GUI-Actor: Coordinate-Free Visual Grounding for GUI Agents

Qianhui Wu; Kanzhi Cheng; Rui Yang; Chaoyun Zhang; Jianwei Yang; Huiqiang Jiang; Jian Mu; Baolin Peng; Bo Qiao; Reuben Tan; Si Qin; Lars Liden; Qingwei Lin; Huan Zhang; Tong Zhang; Jianbing Zhang; Dongmei Zhang; Jianfeng Gao

GUI-Actor: Coordinate-Free Visual Grounding for GUI Agents

Qianhui Wu, Kanzhi Cheng, Rui Yang, Chaoyun Zhang, Jianwei Yang, Huiqiang Jiang, Jian Mu, Baolin Peng, Bo Qiao, Reuben Tan, Si Qin, Lars Liden, Qingwei Lin, Huan Zhang, Tong Zhang, Jianbing Zhang, Dongmei Zhang, Jianfeng Gao

Published: 18 Sept 2025, Last Modified: 29 Oct 2025NeurIPS 2025 posterEveryoneRevisionsBibTeXCC BY 4.0

Keywords: GUI Agents, cooridinate-free visual grounding, VLM, VLA

TL;DR: We propose GUI-Actor, a VLM-based, coordinate-free GUI grounding method with an attention-based action head and verifier, achieving state-of-the-art results and strong generalization.

Abstract: One of the principal challenges in building VLM-powered GUI agents is visual grounding—localizing the appropriate screen region for action execution based on both the visual content and the textual plans. Most existing work formulates this as a text-based coordinate generation task. However, these approaches suffer from several limitations: weak spatial-semantic alignment due to lack of explicit spatial supervision; inability to handle ambiguous supervision targets, as single-point predictions penalize valid variations; and a mismatch between the dense nature of screen coordinates and the coarse, patch-level granularity of visual features extracted by models like Vision Transformers. In this paper, we propose **GUI-Actor**, a VLM-based method for coordinate-free GUI grounding. At its core, **GUI-Actor** introduces an attention-based action head that learns to align a dedicated `<ACTOR>` token with all relevant visual patch tokens, enabling the model to propose one or more action regions in a single forward pass.

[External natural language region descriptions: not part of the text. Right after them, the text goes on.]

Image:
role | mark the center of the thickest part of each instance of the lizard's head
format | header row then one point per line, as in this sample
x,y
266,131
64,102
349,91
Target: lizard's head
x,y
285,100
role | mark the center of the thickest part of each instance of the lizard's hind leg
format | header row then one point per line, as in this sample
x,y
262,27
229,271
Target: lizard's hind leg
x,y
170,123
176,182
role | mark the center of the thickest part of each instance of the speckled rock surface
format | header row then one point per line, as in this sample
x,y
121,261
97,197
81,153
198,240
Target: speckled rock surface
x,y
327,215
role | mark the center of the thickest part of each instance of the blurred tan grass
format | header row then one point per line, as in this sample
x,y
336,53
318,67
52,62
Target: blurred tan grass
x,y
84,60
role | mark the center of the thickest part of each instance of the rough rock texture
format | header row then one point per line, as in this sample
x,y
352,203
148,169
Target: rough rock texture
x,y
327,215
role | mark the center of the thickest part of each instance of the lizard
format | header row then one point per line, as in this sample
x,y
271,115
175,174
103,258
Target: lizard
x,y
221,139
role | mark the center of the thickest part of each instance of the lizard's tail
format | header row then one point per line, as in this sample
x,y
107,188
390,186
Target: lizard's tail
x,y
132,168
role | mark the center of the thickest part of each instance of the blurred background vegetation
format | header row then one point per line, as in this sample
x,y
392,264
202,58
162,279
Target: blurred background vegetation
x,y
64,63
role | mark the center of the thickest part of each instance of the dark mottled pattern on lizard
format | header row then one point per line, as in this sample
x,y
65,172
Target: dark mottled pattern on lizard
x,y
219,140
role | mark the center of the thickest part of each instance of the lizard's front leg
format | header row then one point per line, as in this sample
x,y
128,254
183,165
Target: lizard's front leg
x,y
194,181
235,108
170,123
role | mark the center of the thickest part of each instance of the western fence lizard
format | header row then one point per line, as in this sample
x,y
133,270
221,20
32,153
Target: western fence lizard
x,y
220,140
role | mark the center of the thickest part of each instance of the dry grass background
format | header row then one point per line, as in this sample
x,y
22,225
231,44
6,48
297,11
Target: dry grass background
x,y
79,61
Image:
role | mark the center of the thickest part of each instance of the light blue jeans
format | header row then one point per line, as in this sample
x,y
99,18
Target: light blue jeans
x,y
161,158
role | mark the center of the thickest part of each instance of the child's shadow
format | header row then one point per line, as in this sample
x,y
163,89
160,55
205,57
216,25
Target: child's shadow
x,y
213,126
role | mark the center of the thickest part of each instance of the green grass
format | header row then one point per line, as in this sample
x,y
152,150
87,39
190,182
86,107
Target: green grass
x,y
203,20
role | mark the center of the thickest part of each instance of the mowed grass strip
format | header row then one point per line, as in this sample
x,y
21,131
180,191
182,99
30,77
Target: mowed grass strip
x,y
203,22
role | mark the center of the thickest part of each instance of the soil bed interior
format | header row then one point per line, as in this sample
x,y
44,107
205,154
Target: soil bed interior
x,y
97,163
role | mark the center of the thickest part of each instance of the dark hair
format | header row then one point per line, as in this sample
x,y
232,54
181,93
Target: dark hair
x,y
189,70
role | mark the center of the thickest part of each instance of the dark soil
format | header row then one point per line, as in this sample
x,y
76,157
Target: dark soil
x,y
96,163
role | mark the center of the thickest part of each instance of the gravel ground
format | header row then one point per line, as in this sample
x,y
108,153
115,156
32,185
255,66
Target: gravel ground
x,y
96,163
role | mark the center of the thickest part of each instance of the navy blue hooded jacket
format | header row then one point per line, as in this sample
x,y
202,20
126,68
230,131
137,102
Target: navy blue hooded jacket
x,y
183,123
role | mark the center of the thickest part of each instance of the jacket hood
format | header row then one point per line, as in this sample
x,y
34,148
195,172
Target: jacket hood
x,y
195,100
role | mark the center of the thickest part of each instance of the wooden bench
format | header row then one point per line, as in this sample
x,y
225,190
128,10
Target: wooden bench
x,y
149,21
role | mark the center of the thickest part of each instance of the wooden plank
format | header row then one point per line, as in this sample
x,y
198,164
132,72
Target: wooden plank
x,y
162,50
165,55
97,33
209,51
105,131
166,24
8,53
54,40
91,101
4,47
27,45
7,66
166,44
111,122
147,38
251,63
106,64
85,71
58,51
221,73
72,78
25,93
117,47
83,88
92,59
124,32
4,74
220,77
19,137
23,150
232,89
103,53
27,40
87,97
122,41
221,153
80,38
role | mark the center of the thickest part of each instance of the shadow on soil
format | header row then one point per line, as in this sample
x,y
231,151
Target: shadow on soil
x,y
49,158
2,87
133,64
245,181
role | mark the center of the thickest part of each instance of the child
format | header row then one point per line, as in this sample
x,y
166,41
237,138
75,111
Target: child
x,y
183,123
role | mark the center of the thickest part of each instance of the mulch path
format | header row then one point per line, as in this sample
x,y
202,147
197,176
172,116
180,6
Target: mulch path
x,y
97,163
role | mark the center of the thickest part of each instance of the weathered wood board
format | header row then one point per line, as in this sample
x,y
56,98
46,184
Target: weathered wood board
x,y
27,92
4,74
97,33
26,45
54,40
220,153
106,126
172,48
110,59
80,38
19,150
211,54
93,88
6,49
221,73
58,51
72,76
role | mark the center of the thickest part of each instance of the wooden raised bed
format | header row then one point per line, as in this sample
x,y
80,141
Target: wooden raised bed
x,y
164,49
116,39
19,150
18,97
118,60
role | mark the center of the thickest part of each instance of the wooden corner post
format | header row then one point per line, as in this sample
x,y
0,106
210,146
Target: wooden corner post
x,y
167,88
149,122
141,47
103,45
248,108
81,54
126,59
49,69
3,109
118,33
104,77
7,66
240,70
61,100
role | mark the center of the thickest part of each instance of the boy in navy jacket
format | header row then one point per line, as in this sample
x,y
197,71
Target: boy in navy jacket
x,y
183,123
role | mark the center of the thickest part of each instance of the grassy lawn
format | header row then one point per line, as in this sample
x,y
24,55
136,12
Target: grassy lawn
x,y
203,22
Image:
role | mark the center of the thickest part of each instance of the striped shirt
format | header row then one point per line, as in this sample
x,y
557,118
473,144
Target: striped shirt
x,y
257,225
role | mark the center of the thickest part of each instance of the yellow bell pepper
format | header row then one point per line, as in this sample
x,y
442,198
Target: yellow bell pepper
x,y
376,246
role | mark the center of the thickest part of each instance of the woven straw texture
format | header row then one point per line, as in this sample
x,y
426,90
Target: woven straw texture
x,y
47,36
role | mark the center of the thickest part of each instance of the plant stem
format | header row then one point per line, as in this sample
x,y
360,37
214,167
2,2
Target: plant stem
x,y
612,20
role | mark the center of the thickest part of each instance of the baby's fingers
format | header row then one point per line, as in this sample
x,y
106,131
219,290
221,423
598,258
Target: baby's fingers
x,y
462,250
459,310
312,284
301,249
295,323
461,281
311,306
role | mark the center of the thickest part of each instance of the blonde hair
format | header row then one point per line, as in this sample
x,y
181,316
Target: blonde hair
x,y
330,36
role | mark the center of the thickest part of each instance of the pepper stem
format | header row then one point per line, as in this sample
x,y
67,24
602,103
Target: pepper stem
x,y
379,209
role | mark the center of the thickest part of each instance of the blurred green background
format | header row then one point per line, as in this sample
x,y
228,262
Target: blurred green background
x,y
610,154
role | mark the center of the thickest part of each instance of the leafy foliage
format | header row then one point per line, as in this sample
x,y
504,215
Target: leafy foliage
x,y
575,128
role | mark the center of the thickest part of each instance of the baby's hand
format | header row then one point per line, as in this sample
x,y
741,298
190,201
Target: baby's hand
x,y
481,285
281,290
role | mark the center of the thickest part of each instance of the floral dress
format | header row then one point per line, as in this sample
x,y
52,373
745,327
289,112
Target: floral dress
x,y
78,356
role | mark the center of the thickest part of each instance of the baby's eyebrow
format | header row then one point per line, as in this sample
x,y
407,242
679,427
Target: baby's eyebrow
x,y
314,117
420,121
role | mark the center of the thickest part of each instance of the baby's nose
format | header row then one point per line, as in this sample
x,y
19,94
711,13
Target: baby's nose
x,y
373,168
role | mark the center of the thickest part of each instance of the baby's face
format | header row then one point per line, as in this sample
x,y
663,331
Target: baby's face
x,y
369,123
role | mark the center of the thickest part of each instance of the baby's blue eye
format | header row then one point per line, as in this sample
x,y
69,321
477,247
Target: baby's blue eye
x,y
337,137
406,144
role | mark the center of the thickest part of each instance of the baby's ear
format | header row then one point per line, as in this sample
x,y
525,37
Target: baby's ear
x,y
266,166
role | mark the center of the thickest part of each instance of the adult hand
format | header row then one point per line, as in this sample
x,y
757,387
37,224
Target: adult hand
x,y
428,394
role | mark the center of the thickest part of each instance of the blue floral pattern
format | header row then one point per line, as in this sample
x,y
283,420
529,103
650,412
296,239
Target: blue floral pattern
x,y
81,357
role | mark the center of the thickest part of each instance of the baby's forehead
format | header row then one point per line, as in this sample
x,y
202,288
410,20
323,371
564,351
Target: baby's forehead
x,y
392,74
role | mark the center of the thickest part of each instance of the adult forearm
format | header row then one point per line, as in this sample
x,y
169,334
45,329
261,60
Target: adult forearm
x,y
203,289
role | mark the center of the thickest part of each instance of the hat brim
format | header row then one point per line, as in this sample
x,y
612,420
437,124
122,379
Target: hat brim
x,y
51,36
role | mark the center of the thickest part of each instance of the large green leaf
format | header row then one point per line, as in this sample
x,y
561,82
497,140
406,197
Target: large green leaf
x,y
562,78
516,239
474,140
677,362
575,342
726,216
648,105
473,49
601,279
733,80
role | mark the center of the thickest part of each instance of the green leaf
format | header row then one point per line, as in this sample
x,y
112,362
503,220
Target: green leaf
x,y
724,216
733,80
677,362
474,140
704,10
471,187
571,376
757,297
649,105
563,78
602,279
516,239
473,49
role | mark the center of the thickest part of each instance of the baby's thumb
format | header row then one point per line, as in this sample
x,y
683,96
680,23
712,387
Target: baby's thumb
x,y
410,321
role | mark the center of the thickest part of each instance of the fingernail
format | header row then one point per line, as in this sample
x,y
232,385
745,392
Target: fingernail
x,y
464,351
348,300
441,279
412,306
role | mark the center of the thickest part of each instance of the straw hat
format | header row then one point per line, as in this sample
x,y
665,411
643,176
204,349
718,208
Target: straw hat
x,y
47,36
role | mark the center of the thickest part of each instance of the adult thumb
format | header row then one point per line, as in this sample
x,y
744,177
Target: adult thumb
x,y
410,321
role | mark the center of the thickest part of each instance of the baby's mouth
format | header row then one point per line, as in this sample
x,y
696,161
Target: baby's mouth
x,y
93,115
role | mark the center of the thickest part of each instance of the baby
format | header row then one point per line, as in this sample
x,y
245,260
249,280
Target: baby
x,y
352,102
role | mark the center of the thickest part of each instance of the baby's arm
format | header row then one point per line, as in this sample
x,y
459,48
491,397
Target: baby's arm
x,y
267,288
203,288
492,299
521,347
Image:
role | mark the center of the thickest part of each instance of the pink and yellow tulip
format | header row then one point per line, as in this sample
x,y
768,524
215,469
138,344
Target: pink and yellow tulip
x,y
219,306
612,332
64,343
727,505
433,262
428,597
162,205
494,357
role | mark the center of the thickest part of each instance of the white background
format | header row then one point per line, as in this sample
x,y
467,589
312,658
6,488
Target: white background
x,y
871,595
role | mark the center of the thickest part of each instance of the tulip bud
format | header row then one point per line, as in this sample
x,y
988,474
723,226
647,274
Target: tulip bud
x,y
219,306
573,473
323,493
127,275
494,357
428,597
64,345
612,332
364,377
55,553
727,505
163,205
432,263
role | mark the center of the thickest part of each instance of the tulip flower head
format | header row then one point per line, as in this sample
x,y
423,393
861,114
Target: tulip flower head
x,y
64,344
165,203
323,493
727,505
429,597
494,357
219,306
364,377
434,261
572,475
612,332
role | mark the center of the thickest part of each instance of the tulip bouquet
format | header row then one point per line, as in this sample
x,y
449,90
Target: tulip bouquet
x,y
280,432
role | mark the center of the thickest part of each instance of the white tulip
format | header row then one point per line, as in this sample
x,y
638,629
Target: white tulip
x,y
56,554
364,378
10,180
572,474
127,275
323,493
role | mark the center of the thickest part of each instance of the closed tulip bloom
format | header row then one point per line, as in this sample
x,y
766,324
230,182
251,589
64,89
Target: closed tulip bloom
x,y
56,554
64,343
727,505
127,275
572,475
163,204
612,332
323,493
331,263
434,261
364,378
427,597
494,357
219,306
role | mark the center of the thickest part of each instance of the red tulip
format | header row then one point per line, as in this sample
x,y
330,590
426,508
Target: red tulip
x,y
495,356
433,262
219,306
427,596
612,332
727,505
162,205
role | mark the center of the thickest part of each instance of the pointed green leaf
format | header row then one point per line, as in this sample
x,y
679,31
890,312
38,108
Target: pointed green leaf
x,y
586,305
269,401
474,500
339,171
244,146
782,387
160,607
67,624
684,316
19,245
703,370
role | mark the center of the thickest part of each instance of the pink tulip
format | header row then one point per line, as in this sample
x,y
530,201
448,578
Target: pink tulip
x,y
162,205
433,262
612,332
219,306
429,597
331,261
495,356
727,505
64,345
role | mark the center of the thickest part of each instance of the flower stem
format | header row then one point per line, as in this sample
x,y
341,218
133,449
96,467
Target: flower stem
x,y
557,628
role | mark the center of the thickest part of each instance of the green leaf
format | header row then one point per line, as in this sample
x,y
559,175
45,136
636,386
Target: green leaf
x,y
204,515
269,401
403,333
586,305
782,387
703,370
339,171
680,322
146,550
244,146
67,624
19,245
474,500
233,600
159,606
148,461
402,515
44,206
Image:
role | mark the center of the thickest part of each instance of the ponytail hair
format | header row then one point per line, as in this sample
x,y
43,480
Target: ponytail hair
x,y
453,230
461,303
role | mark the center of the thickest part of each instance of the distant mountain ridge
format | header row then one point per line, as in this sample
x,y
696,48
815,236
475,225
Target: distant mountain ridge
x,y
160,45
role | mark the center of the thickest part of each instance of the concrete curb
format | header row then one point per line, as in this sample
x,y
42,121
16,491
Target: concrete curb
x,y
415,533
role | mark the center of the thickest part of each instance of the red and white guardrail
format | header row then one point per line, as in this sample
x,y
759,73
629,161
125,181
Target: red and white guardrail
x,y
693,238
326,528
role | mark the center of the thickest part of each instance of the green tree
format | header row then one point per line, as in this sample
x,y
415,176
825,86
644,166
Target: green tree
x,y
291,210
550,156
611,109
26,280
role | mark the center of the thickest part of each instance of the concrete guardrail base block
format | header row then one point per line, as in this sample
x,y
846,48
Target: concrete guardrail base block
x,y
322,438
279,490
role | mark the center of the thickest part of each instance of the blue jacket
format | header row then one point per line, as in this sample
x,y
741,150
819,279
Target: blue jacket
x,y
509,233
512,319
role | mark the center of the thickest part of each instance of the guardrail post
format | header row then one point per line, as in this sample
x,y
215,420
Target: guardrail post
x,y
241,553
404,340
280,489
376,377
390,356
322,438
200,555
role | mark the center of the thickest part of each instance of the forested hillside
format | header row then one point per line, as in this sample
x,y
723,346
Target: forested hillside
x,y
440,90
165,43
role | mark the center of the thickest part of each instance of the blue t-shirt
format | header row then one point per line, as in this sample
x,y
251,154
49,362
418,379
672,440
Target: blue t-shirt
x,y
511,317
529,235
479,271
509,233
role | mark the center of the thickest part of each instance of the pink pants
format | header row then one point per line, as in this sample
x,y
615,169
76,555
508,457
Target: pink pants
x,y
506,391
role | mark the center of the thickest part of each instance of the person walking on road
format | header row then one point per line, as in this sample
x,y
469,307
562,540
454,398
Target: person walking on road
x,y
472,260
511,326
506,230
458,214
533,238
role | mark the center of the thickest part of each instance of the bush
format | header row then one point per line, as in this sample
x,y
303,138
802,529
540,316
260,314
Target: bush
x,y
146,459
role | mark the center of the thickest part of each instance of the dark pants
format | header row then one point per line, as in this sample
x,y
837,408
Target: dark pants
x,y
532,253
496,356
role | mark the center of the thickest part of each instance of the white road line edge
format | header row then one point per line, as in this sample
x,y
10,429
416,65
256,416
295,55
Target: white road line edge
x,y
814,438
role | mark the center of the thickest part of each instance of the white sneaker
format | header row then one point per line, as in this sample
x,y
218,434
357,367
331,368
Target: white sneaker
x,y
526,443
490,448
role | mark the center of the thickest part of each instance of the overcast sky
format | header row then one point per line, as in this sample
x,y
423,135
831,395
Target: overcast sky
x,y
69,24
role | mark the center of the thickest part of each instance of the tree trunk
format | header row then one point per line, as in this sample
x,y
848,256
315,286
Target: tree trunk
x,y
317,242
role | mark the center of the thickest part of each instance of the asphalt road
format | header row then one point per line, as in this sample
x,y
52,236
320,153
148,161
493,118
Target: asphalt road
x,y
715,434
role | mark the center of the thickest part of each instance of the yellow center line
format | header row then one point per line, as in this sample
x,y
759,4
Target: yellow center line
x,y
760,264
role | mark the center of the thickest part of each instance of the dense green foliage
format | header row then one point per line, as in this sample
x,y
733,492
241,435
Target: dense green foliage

In line with this, we further design a grounding verifier to evaluate and select the most plausible action region from the candidates proposed for action execution. Extensive experiments show that **GUI-Actor** outperforms prior state-of-the-art methods on multiple GUI action grounding benchmarks, with improved generalization to unseen screen resolutions and layouts. Notably, **GUI-Actor-7B** achieves scores of **40.7** with Qwen2-VL and **44.6** with Qwen2.5-VL as backbones, outperforming **UI-TARS-72B (38.1)** on ScreenSpot-Pro, with significantly fewer parameters and training data. Furthermore, by incorporating the verifier, we find that fine-tuning only the newly introduced action head (~100M parameters for 7B model) while keeping the VLM backbone frozen is sufficient to achieve performance comparable to previous state-of-the-art models, highlighting that **GUI-Actor** can endow the underlying VLM with effective grounding capabilities without compromising its general-purpose strengths. Project page: [https://aka.ms/GUI-Actor](https://aka.ms/GUI-Actor)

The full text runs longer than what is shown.